Garza damn near smiled, but bit it back just in time. “Are you asking for actual numbers?”
“Yes, please.” She nodded, her relief as plain as daylight. “I mean, if they’re available. If not, I’d like to know if we’re talking about ‘extremely high’ from a probability standpoint or if we’re going on actual statistical data, here.”

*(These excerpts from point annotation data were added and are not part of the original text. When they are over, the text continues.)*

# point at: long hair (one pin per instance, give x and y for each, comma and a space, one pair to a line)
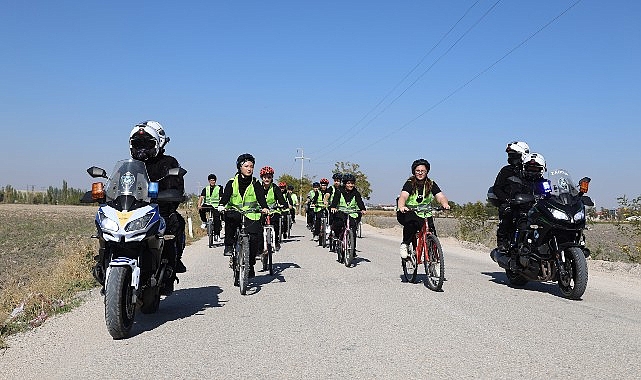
416, 184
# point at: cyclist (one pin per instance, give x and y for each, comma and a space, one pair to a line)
309, 207
210, 197
346, 203
507, 184
244, 193
292, 199
286, 209
147, 142
332, 191
320, 204
275, 201
418, 192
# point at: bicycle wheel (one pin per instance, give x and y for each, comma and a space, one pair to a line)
410, 267
321, 234
210, 232
243, 258
434, 263
270, 251
350, 248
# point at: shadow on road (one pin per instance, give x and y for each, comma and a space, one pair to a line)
181, 304
541, 287
262, 278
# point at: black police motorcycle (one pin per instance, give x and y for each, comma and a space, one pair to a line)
549, 244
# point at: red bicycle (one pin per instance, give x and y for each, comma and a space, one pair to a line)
426, 250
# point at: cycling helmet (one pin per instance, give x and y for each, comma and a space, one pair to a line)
144, 143
267, 170
349, 177
516, 152
420, 161
163, 139
534, 166
244, 158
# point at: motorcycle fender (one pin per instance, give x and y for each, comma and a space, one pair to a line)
122, 262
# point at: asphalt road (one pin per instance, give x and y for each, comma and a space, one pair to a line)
316, 319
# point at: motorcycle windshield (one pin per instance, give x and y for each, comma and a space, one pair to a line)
562, 186
130, 178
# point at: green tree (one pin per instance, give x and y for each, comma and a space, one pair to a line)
630, 225
362, 183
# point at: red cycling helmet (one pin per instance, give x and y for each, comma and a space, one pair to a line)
266, 170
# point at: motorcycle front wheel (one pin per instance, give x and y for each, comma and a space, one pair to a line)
119, 306
575, 280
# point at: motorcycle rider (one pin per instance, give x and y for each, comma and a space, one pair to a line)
418, 190
147, 142
210, 196
507, 184
244, 193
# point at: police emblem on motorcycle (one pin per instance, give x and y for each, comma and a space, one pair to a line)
127, 180
563, 184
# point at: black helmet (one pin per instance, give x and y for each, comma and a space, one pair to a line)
420, 161
244, 158
349, 177
143, 145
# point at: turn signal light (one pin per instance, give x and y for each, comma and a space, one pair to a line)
97, 191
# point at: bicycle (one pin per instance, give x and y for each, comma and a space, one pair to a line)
210, 224
325, 229
286, 226
345, 245
239, 260
426, 250
268, 245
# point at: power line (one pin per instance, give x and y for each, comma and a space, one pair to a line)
405, 77
444, 99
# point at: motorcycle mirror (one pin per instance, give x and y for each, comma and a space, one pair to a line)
584, 184
96, 172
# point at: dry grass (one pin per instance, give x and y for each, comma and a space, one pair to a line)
46, 256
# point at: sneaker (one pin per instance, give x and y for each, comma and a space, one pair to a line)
180, 267
404, 251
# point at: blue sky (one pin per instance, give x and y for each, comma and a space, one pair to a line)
378, 83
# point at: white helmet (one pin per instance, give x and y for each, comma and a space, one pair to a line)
144, 142
516, 152
534, 165
159, 129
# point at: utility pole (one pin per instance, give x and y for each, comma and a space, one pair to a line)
302, 159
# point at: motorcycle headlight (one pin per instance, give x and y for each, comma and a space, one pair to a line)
579, 216
140, 223
560, 215
107, 223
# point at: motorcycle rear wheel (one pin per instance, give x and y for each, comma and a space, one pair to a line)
119, 306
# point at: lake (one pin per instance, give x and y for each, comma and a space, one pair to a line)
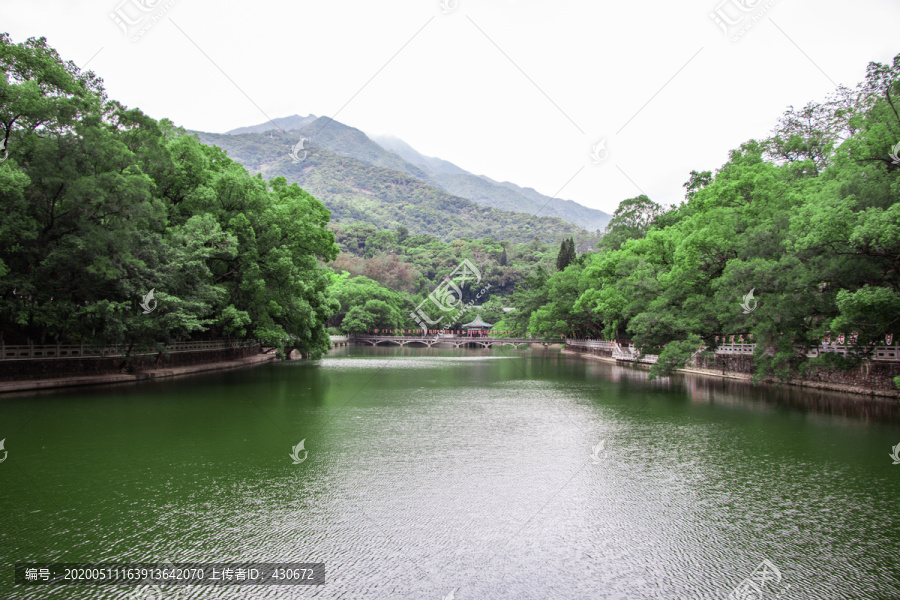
463, 474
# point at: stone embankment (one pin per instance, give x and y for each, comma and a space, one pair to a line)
872, 378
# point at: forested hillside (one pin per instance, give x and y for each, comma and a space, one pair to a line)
808, 219
103, 205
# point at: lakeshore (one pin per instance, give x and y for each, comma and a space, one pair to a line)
728, 374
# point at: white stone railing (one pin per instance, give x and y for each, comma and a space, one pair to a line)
35, 351
628, 352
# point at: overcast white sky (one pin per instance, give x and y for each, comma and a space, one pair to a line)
519, 90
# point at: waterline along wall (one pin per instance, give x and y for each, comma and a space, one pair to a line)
873, 377
60, 365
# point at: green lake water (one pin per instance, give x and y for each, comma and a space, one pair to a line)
464, 474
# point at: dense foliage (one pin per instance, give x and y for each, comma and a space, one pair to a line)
809, 220
380, 193
102, 204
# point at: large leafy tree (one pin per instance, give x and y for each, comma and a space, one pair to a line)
103, 204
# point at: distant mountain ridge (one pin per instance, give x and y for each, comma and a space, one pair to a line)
360, 181
393, 153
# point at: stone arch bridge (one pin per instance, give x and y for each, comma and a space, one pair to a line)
457, 341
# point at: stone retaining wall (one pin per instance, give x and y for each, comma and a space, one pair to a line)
871, 378
51, 368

Capelli looked like someone had just given him ten Christmas presents all at once. “Well, since I don’t have all the empirical data necessary for calculating a percentage based on statistics—namely, the knowledge of whether or not every person who has ever installed spyware onto a machine they subsequently stole, then thought they destroyed, has continued to track said machine despite their certainty they’d destroyed it—I’ll have to go with probability.” His pause lasted less than five seconds. “I’d clock that at about ninety-four percent. But given the fact that the person would also have to have been actively tracking the laptop in the ninety seconds from when I powered it up to when I found and disabled the spyware…I’m going to amend the safety probability to ninety-eight percent. Plus or minus point two.”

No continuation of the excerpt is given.